Market regulator Sebi
on Wednesday notified wide-ranging reforms for mutual fund sector
in India, which would provide incentives to fund houses for expanding to small cities but might result in additional costs for investors.
The changes, which would come into effect from next month, would require fund houses to make half-yearly financial results within one month of the end of every six-month period, Sebi said in a notification.
The decisions were approved by Sebi's board in its last meeting on August 16 with an aim to re-energise the mutual fund industry, by expanding its distribution network among other steps.
Notifying the proposals approved by its board, Sebi said on Wednesday that the fund houses might charge investment and advisory fees on their schemes, which would have to be fully disclosed in the offer document.
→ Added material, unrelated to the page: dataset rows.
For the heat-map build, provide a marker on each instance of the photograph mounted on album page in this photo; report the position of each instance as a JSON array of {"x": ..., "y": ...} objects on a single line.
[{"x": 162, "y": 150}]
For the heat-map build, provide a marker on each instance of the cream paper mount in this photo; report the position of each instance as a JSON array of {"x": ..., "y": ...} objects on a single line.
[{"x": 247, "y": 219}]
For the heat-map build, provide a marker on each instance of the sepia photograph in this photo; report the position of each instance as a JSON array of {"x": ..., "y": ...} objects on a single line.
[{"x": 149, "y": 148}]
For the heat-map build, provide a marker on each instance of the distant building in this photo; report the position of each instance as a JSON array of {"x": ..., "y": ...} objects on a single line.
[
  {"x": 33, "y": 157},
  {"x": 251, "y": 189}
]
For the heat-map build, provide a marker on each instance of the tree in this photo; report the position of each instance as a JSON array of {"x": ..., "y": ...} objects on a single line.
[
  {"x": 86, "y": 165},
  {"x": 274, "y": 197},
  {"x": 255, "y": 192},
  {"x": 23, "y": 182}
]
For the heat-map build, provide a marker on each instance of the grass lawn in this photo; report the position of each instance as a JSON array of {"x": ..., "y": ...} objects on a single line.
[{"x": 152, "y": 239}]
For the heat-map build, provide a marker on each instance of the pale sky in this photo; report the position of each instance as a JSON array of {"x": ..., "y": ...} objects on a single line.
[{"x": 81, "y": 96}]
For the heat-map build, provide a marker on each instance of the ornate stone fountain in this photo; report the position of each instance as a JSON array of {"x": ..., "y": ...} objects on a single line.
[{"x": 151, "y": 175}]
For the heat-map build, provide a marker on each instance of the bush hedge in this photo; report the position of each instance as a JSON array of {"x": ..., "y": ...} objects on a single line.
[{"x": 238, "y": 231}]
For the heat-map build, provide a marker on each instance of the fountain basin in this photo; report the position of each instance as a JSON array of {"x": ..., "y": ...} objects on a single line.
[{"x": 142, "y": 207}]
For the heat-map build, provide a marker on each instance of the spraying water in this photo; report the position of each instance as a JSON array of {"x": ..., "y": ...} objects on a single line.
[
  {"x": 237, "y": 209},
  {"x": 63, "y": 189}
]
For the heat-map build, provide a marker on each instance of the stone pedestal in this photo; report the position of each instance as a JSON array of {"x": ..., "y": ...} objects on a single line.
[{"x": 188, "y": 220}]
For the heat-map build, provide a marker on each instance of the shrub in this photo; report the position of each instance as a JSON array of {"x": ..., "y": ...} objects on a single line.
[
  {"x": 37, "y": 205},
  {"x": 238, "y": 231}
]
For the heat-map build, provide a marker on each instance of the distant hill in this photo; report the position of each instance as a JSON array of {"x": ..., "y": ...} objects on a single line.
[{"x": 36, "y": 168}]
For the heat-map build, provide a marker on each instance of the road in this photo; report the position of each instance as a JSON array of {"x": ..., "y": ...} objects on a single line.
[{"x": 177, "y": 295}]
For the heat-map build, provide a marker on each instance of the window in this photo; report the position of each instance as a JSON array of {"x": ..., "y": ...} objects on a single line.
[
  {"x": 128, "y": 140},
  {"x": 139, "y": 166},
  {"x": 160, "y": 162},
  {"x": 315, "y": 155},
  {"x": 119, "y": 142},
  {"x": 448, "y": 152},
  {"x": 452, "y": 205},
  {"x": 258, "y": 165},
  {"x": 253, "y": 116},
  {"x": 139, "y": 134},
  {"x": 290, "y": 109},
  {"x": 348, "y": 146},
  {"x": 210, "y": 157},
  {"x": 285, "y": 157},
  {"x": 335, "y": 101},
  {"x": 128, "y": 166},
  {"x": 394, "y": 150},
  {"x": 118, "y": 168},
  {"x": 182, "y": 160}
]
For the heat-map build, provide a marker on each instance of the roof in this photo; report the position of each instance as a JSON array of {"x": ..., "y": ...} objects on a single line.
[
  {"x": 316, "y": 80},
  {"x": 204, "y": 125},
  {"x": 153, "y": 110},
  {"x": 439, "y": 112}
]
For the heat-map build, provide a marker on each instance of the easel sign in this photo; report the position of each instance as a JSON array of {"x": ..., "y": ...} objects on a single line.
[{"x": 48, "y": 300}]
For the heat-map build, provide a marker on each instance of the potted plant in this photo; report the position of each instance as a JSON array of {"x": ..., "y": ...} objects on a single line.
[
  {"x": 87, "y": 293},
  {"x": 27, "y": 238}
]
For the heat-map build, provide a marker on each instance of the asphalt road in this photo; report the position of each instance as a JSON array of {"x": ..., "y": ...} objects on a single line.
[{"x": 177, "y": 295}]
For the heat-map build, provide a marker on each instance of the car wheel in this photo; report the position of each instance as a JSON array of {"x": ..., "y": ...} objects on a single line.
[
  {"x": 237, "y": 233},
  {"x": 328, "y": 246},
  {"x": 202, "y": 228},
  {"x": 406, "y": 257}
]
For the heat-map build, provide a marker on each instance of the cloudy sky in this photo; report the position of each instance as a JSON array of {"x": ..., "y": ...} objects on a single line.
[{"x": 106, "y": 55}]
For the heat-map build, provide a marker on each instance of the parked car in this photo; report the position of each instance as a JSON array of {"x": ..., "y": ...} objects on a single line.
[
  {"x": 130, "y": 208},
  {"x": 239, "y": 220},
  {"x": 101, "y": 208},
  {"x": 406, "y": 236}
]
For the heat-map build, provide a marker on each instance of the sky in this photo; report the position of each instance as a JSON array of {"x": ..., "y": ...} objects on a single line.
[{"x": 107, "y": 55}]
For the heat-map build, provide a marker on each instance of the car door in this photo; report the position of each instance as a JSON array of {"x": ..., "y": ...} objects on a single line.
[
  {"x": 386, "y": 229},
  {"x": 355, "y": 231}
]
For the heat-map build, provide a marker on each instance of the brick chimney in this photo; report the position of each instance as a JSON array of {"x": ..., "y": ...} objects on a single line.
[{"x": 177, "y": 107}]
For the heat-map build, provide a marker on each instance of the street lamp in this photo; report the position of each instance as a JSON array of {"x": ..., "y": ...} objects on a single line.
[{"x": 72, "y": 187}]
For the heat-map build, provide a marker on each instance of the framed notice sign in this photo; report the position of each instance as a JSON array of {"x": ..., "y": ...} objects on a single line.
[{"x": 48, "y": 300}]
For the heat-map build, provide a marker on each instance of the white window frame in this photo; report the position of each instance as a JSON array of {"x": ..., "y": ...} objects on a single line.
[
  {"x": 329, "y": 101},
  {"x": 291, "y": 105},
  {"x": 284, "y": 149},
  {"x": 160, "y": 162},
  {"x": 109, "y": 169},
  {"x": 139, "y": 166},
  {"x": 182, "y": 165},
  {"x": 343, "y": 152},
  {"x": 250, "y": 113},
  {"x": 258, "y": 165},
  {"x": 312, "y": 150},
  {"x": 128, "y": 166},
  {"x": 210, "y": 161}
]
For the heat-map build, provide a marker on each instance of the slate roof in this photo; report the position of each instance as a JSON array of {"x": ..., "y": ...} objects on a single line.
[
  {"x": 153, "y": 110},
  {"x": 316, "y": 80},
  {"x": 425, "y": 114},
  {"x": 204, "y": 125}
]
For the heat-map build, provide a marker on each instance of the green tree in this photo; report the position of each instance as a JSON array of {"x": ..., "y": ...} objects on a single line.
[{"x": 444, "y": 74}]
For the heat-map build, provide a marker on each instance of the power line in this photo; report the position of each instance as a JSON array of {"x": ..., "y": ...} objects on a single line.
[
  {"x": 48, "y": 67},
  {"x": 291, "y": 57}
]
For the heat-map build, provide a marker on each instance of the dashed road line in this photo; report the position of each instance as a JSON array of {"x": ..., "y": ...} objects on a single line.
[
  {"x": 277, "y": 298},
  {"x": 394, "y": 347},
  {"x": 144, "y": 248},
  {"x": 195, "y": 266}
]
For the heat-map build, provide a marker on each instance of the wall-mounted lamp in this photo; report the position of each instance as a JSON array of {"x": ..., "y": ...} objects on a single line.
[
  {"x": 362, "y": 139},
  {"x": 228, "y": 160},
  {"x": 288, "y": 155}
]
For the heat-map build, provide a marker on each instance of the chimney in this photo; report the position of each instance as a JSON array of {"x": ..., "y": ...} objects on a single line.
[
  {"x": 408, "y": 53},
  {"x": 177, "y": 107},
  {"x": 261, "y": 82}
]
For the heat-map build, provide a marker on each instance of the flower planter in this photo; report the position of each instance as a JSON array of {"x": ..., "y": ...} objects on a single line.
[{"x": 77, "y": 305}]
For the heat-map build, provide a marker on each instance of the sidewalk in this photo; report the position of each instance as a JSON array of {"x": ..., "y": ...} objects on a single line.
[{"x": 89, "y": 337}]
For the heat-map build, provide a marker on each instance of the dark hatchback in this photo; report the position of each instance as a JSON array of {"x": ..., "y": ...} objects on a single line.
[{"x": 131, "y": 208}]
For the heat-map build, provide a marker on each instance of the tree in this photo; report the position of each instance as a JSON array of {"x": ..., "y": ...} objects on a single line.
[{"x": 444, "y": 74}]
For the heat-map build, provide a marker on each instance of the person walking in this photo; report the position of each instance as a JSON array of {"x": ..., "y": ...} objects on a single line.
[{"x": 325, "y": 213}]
In case of a fund of funds scheme, the total expenses of levied on the scheme would be capped at 2.50 per cent of the daily net assets of the scheme.
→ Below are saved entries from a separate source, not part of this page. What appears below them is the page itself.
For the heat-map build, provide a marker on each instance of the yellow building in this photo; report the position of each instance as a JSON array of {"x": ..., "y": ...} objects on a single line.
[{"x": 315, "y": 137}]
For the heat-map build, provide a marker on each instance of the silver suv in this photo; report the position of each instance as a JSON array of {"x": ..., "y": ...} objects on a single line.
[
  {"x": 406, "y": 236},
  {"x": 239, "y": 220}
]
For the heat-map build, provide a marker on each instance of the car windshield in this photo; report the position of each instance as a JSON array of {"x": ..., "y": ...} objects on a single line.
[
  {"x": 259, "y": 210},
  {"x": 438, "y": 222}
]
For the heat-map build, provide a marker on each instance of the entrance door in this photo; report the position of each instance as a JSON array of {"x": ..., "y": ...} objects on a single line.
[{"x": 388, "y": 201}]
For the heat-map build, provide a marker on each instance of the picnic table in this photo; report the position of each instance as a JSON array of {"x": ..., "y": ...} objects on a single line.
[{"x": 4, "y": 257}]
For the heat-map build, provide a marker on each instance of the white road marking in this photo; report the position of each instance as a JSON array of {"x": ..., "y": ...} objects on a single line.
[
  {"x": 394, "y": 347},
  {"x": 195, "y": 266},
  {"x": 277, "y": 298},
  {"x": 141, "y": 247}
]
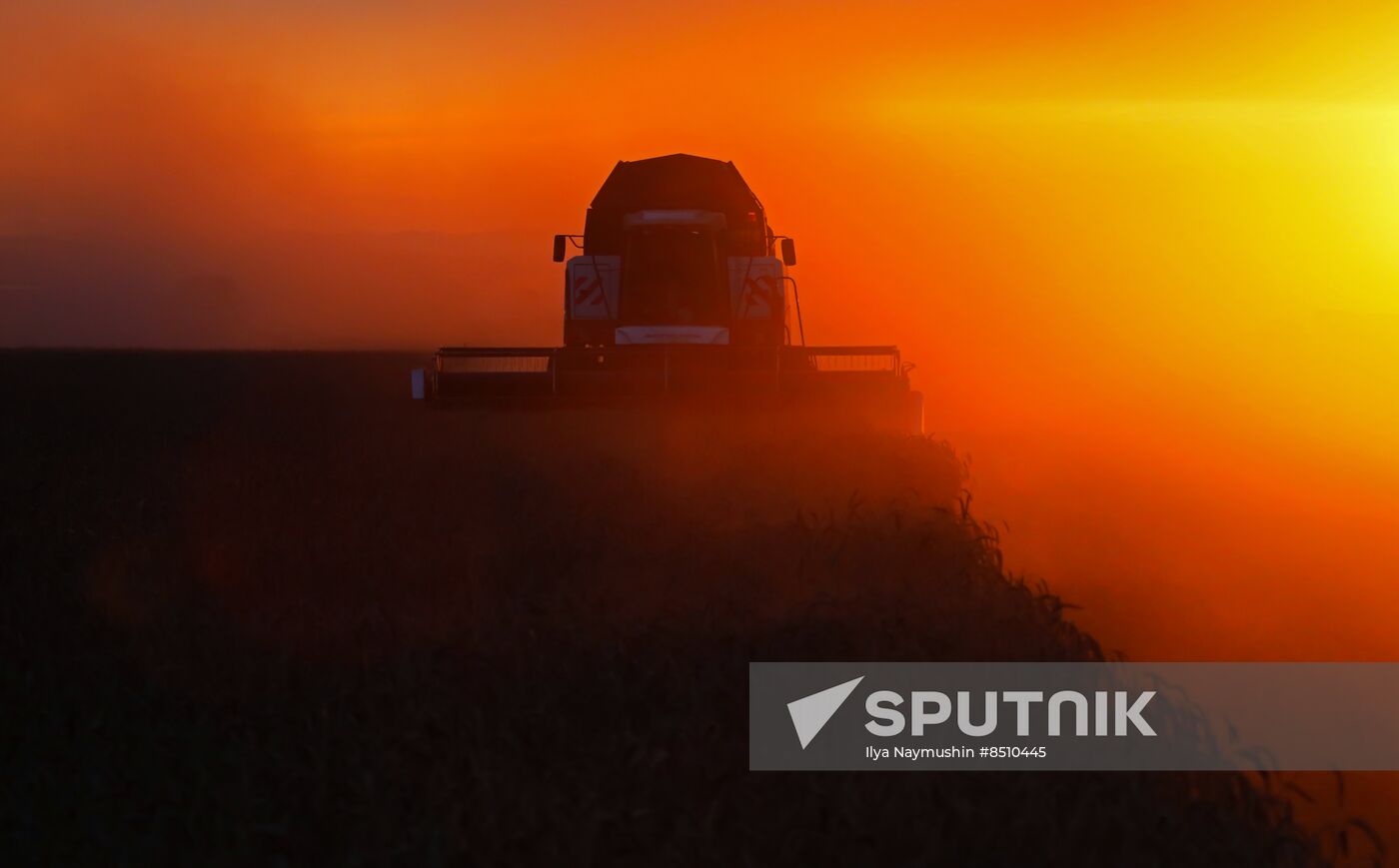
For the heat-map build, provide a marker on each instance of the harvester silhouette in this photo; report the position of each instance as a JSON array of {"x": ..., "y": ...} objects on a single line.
[{"x": 678, "y": 294}]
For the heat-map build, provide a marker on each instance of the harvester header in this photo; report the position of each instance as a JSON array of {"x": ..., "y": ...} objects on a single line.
[{"x": 679, "y": 288}]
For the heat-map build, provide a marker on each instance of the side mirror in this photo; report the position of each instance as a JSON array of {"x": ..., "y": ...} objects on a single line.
[{"x": 787, "y": 252}]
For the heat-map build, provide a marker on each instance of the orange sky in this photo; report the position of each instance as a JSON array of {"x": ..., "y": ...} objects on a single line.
[{"x": 1144, "y": 258}]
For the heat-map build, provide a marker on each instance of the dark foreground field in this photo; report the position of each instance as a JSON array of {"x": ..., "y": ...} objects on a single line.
[{"x": 261, "y": 608}]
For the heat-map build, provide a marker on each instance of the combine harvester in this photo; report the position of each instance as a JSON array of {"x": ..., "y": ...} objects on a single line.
[{"x": 678, "y": 298}]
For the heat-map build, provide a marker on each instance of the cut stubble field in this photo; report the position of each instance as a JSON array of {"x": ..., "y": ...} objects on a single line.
[{"x": 262, "y": 607}]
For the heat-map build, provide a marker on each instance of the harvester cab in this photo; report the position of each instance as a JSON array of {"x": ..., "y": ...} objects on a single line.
[{"x": 679, "y": 290}]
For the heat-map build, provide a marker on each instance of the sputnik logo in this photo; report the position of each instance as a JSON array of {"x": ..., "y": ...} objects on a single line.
[{"x": 810, "y": 713}]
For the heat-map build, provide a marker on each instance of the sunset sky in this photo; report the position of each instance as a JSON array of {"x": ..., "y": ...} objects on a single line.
[{"x": 1146, "y": 258}]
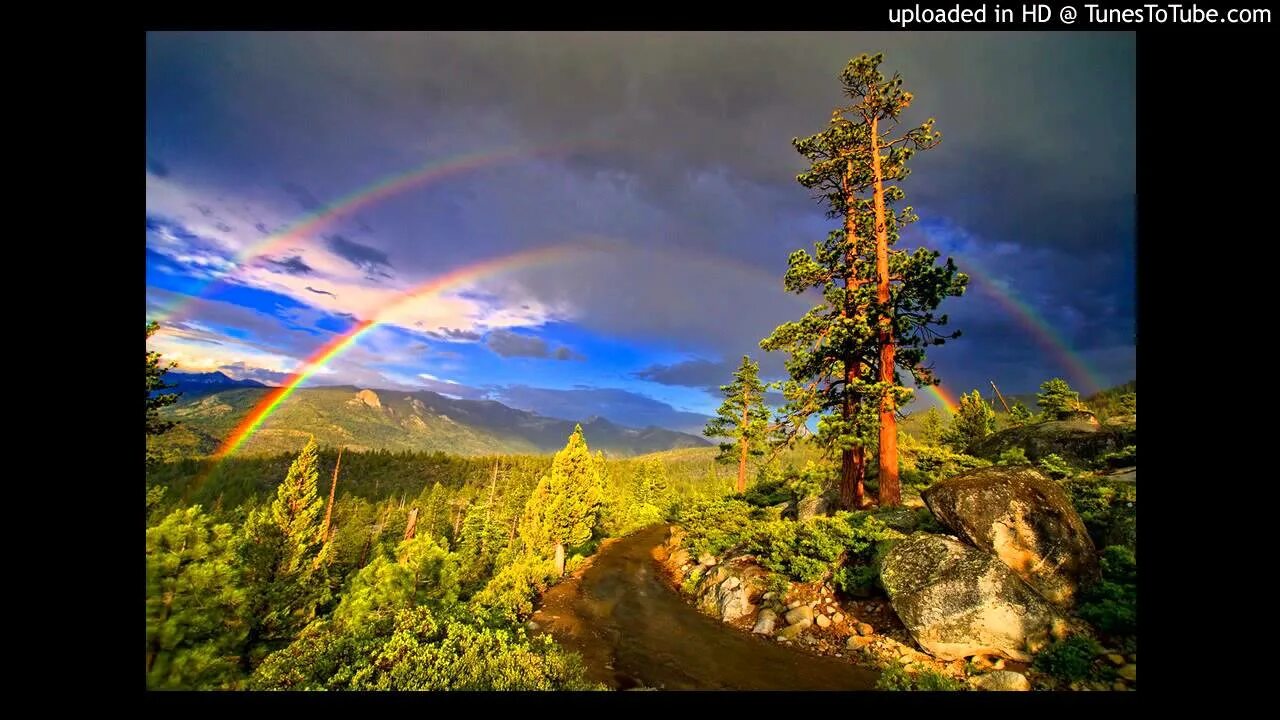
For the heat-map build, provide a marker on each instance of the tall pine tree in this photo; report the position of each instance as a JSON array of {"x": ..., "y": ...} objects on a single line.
[
  {"x": 286, "y": 559},
  {"x": 743, "y": 418},
  {"x": 565, "y": 505},
  {"x": 878, "y": 304}
]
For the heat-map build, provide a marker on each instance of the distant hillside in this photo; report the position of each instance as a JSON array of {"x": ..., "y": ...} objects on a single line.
[
  {"x": 385, "y": 419},
  {"x": 192, "y": 384}
]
In addition to the total expenses already levied on schemes, Sebi would allow the fund houses to levy brokerage and transaction costs, which is incurred for the purpose of execution of trade and is included in the cost of investment, with a ceiling of 0.12 per cent in case of cash market and 0.05 per cent in case of derivatives transactions.
Besides, mutual funds can charge additional expenses of up to 0.30 per cent of daily net assets, if the new inflows from places other than top-15 cities are 30 per cent of the gross new inflows in the scheme, or are 15 per cent of the average assets under management (year to date) of the scheme, whichever is higher.